Publicado 07/08/2026 08:51

O Congresso aprova o encaminhamento do projeto de lei para reconhecer a biologia e o serviço social como profissões da área da saúde

Archivo - Arquivo - Fachada do Congresso dos Deputados, em 5 de fevereiro de 2026, em Madri (Espanha).
Eduardo Parra - Europa Press - Arquivo

MADRID 7 ago. (EUROPA PRESS) -

A Mesa do Congresso dos Deputados aceitou para tramitação a proposta de lei apresentada pelos grupos parlamentares Socialista, Sumar, EH Bildu, Republicano e Misto para reconhecer a biologia e o serviço social como profissões da área da saúde.

A iniciativa, à qual a Europa Press teve acesso, já havia sido anunciada em abril pela ministra da Saúde, Mónica García, que destacou na Câmara dos Deputados que os assistentes sociais e os biólogos são perfis “indispensáveis” que “estão na linha de frente e que, muitas vezes, não receberam o reconhecimento que merecem”.

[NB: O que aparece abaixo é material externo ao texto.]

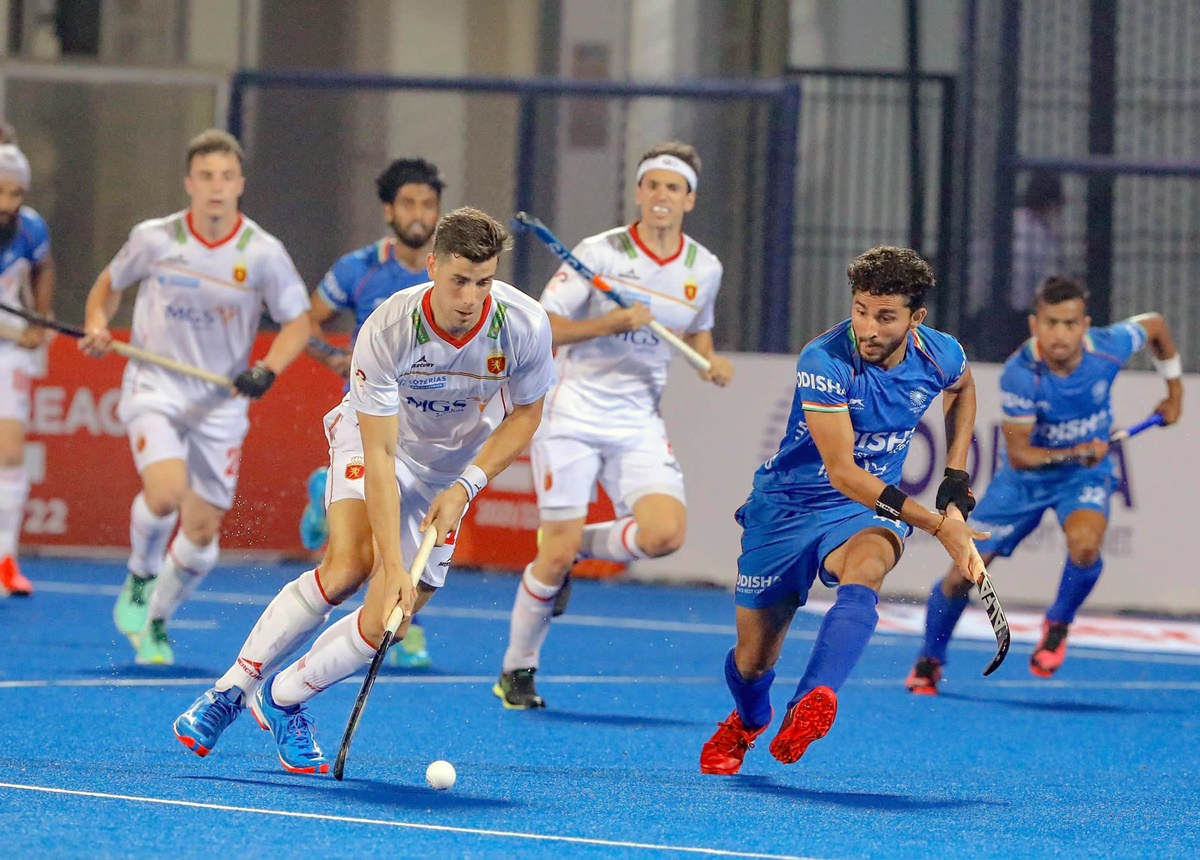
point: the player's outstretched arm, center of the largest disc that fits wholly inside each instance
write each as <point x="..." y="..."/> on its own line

Nesse sentido, a proposta busca adequar a regulamentação legal das profissões da área da saúde, prevista na Lei 44/2003 de Regulamentação das Profissões da Área da Saúde, à realidade atual da assistência à saúde, incorporando explicitamente biólogos e assistentes sociais quando exercem suas atividades no âmbito da saúde, conforme consta no texto publicado no Diário Oficial das Cortes Gerais.

A proposta detalha que os biólogos vêm desempenhando há anos “funções essenciais em âmbitos inequivocamente assistenciais”, particularmente em laboratórios clínicos, diagnóstico genético e genômico, biologia molecular, microbiologia, imunologia e reprodução humana assistida, entre outros.

Nesse sentido, destaca que sua atividade é “essencial” para a correta caracterização dos processos de saúde e doença, a implantação, validação e controle de técnicas analíticas complexas, bem como a interpretação especializada de resultados com impacto direto no diagnóstico, no prognóstico e na tomada de decisões clínicas.

O texto estabelece que os biólogos que exerçam sua atividade profissional em centros, serviços e estabelecimentos do Sistema Nacional de Saúde (SNS) ou em centros privados devem possuir o título correspondente de especialista em Ciências da Saúde, obtido de acordo com o sistema de formação em saúde especializada.

No entanto, esclarece que, por meio de decreto real, poderão ser estabelecidos casos de habilitação para o exercício de determinadas atividades de saúde por biólogos que não possuam o título de especialista, desde que tais atividades não estejam incluídas entre as competências próprias dos especialistas em Ciências da Saúde.

SERVIÇO SOCIAL

Quanto ao serviço social, destaca-se que ele adquiriu um “papel estrutural” no âmbito da saúde e que atividades como a avaliação social e de saúde, o diagnóstico social complementar ao clínico, a intervenção sobre os determinantes sociais da saúde e a coordenação sociossanitária sejam “essenciais” para uma abordagem integral e eficiente dos processos de doença.

Quanto ao reconhecimento dos assistentes sociais como profissionais de saúde, a iniciativa prevê que os requisitos mínimos para o exercício da profissão no âmbito da saúde sejam estabelecidos por regulamento, por meio de decreto real.

Por outro lado, a proposta inclui uma alteração à Lei 44/2003 para garantir que os registros nacionais de especialistas sejam administrados pelo Ministério da Saúde e integrados ao Sistema de Informação em Saúde do Sistema Nacional de Saúde, que tornará públicos os dados agregados e integrados desses registros, bem como aqueles resultantes de seu tratamento estatístico, de acordo com os princípios gerais estabelecidos pelo Conselho Interterritorial do Sistema Nacional de Saúde (CISNS).